Depois, em um comício na Pensilvânia, Trump disse a apoiadores que eles “tinham de assistir o que nós fizemos no ’60 Minutos'”. “Vocês vão se divertir muito com isso. Lesley Stahl não vai ficar feliz”.

O programa “60 Minutos”, da CBS News, é um dos mais famosos e importantes da televisão norte-americana.

Entrevista com Biden

O candidato democrata, Joe Biden, e a senadora da Califórnia Kamala Harris, sua candidata a vice, também foram entrevistados pelo “60 Minutos”. A previsão era que todas as entrevistas fossem ao ar no mesmo programa, no domingo.

Enquanto Biden e Harris gravaram suas entrevistas separadamente, Trump e Pence apareceriam juntos, como fizeram quatro anos atrás. Mas, após encerrar a entrevista, o presidente dos EUA não voltou para a gravação com Pence.

A entrevista com Biden foi feita pelo âncora do programa “CBS Evening News”, Norah O’Donnell. O candidato democrata não se pronunciou até o momento sobre a entrevista.

Trump no ataque

Atrás de Biden nas pesquisas eleitorais, Trump se tornou ainda mais combativo nesta semana, lançando acusações e insultos conforme o tempo se esgota.
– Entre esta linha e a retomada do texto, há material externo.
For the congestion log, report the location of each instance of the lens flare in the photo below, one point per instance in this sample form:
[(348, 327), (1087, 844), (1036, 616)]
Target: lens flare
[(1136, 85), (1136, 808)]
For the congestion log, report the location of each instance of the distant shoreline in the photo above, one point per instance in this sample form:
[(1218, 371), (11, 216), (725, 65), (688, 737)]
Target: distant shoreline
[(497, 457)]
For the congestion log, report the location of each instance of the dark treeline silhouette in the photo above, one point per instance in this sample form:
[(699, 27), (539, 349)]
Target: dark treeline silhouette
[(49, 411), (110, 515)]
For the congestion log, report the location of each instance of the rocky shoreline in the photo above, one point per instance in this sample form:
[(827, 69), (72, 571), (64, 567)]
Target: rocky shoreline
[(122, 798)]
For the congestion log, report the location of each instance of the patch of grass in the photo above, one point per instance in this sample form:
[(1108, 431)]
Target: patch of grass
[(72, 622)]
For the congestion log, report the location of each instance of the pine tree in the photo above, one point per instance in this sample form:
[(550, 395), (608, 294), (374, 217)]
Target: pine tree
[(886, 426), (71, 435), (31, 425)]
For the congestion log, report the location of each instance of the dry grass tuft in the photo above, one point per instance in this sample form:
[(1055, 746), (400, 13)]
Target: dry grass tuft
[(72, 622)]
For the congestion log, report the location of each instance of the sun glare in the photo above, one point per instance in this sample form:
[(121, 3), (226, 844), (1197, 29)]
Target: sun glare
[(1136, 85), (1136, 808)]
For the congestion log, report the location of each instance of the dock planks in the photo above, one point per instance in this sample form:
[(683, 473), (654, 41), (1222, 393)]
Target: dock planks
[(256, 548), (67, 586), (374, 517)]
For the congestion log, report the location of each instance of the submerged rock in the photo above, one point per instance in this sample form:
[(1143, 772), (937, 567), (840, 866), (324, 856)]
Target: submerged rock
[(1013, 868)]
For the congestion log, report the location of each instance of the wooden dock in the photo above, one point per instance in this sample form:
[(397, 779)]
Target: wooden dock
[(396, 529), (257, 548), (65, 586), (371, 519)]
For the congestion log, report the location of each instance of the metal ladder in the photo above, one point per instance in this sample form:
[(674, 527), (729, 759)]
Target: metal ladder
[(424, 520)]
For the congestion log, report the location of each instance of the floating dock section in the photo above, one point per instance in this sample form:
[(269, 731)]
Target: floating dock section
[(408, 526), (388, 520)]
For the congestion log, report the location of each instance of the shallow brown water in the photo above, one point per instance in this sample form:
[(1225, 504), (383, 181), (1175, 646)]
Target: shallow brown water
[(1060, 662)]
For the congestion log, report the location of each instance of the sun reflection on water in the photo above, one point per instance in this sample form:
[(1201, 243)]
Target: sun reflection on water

As eleições nos EUA estão marcadas para 3 de novembro.

O presidente dos EUA tenta ressuscitar suspeitas sobre Hunter Biden, filho de Joe Biden, e ligá-lo a negócios na Ucrânia e na China quando seu pai, era vice-presidente de Barack Obama (2009-2017).

O republicano também criticou a organização dos debates presidenciais nos EUA, que anunciou que vai cortar os microfones dos candidatos enquanto o adversário fala no próximo encontro. A medida foi tomada após críticas pelas interrupções do primeiro embate.

Na segunda, Trump chamou de “desastre” o Dr. Anthony Fauci, conselheiro de saúde de seis presidentes americanos e o principal epidemiologista do país, e se referiu ao especialista e outras autoridades de saúde como idiotas.

Fauci é o maior especialista em doenças infecciosas dos EUA e trabalhou diretamente com Ronald Reagan, George H.W. Bush, Bill Clinton, George W. Bush, Barack Obama e o próprio Trump.

O último presidente americano que não conseguiu se reeleger foi o também republicano George H.W. Bush, pai de George W. Bush.

Desacreditar a imprensa

Foi a terceira entrevista de Trump para Lesley Stahl. Além de 2016, quando ainda era candidato, o presidente americano conversou com a jornalista em outubro de 2018, também na Casa Branca.

A entrevistadora já disse no passado que Trump lhe confessou em 2016 que os ataques à imprensa eram uma estratégia. O então candidato à presidência dos EUA afirmou, em uma conversa não-gravada, que os ataques visavam desacreditar as histórias negativas sobre ele.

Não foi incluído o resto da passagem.